When reading Books of Magic though, I have to say I was surprised to see Sandman's Death and Fate appear towards the end to play an active part in the resolution of the climax. I wasn't much surprised by Morpheus' earlier cameo and what seemed to be the Stardust-universe fairy market, since that was when the narrative was universe-hopping anyway, but I guess I didn't expect for the Sandman characters to have any sort of significant role in the story. But I suppose Sandman is expansive enough to fit in with almost anything. And perhaps I should have expected it, since it was written in that same tonal mix of presupposing knowledge both of a wide array of comic book characters and literary and historical figures.
This makes me curious if there will be any cameos in Gaiman's upcoming "Batman" comic. I would imagine not, but who knows?
I am not sure how to feel about the possibility. I tend to rather be fond of an author establishing one single cohesive greater universe wherein all the stories take place: the Isaac Asimov phenomenon, as I privately call it. But then again, I think only Isaac Asimov did it in the way I am fully satisfied with.

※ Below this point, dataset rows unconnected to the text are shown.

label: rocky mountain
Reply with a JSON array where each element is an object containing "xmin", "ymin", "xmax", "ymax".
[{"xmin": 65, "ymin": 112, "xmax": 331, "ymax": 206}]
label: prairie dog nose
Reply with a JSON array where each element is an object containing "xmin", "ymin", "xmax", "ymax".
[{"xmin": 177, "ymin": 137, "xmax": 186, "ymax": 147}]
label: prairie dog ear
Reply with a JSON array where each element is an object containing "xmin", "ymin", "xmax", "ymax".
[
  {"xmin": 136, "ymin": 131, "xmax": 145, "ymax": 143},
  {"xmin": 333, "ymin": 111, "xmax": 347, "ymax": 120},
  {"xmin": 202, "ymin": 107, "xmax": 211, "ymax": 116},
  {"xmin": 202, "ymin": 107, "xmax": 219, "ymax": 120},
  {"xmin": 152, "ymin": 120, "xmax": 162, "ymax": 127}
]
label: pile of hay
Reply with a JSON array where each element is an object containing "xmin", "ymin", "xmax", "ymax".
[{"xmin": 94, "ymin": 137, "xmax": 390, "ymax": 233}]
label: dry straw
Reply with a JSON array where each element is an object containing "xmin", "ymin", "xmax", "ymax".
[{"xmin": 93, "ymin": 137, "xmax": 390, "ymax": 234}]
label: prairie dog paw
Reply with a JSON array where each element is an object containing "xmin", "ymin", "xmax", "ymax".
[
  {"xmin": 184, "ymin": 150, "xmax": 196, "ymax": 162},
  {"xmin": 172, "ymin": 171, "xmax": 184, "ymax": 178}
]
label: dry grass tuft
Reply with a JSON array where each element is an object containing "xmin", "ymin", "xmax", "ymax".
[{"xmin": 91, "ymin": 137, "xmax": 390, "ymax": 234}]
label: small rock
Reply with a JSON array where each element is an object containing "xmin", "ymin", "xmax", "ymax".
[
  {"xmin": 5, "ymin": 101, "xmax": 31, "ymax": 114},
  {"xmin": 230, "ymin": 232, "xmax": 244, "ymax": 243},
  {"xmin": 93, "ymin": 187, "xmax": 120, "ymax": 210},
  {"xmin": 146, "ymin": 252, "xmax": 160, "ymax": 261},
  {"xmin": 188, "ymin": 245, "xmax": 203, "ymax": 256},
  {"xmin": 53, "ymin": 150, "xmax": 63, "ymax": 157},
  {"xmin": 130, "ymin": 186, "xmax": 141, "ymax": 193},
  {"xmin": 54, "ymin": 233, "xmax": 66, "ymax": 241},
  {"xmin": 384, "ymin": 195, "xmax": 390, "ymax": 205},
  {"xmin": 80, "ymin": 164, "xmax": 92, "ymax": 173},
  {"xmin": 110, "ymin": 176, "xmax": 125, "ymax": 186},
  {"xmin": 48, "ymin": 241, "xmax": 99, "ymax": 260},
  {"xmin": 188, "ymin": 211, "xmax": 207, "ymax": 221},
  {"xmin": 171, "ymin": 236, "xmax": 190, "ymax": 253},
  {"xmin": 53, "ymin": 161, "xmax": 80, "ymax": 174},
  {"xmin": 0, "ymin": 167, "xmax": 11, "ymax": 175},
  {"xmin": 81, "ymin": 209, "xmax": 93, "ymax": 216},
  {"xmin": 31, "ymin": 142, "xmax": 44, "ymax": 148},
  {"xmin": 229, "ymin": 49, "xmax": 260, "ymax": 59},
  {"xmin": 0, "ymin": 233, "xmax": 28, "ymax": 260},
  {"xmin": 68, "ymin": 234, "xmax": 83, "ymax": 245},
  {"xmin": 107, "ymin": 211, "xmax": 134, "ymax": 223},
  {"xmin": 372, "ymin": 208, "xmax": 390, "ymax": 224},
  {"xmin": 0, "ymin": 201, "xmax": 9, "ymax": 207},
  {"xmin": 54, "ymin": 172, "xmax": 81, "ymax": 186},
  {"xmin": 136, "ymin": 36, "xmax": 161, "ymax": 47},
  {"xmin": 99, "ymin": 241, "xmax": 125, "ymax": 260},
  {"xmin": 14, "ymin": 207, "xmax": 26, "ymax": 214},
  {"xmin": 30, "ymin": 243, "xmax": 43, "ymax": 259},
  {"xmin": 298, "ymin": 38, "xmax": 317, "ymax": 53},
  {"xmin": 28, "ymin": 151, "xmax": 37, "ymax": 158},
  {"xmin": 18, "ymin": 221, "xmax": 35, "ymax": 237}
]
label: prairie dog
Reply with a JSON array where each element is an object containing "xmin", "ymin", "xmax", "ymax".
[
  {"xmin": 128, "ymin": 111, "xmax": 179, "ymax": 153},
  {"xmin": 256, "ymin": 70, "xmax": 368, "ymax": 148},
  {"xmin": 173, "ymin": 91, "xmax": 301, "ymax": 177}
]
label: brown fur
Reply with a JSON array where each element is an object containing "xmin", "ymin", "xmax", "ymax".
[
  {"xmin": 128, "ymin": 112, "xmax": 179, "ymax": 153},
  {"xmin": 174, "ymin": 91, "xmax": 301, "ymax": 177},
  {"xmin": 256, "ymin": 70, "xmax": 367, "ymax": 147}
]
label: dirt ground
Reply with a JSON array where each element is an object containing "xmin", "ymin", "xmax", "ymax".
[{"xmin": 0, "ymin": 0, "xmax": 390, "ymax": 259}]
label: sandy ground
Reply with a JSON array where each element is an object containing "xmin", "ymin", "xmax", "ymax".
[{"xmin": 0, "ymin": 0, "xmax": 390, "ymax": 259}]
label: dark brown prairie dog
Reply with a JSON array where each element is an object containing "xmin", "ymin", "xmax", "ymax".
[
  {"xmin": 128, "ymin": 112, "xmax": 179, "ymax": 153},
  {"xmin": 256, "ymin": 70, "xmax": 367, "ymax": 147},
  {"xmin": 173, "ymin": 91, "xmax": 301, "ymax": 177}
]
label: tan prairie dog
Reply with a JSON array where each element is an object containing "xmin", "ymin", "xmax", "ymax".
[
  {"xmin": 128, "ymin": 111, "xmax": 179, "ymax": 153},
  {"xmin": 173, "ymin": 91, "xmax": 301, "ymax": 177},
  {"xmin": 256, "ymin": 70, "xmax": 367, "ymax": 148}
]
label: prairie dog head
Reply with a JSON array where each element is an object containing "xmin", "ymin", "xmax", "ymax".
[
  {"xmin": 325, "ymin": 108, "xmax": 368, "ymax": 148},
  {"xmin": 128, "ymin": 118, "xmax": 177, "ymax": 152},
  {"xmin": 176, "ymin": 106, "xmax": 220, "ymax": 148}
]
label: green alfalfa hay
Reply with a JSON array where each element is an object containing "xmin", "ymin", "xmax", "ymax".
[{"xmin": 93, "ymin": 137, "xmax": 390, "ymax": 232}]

And speaking of Asimov, I've decided to try and read more sci-fi. It's really quite sad how little of it I've read lately: whatever happened to my former pretensions at geekdom? So to that end, I went over to a friend's house and borrowed and read The Carpet Makers by Andreas Eschbach, which was very good even though it was heavily endorsed by Orson Scott Card. It had a bit of Asimov's The Currents of Space, and a bit of Orson Scott Card's own post-Ender universe (made me think at times of both Children of the Mind and "Kingsmeat," although that's an independent short story), and a lot of its own poetic lyricism. I think the Russian word "fantastika" would fit it better than "sci-fi," because even though there were spaceships and future Empires and all that, the technology wasn't very important to the story in and of itself: just as a set-up to an alternate world that could have just as easily been done via magic. I guess it's good that "speculative fiction" is the new umbrella term for all of this sort of thing.
Anyway, I'm just rambling about all sorts of things now, so I should go.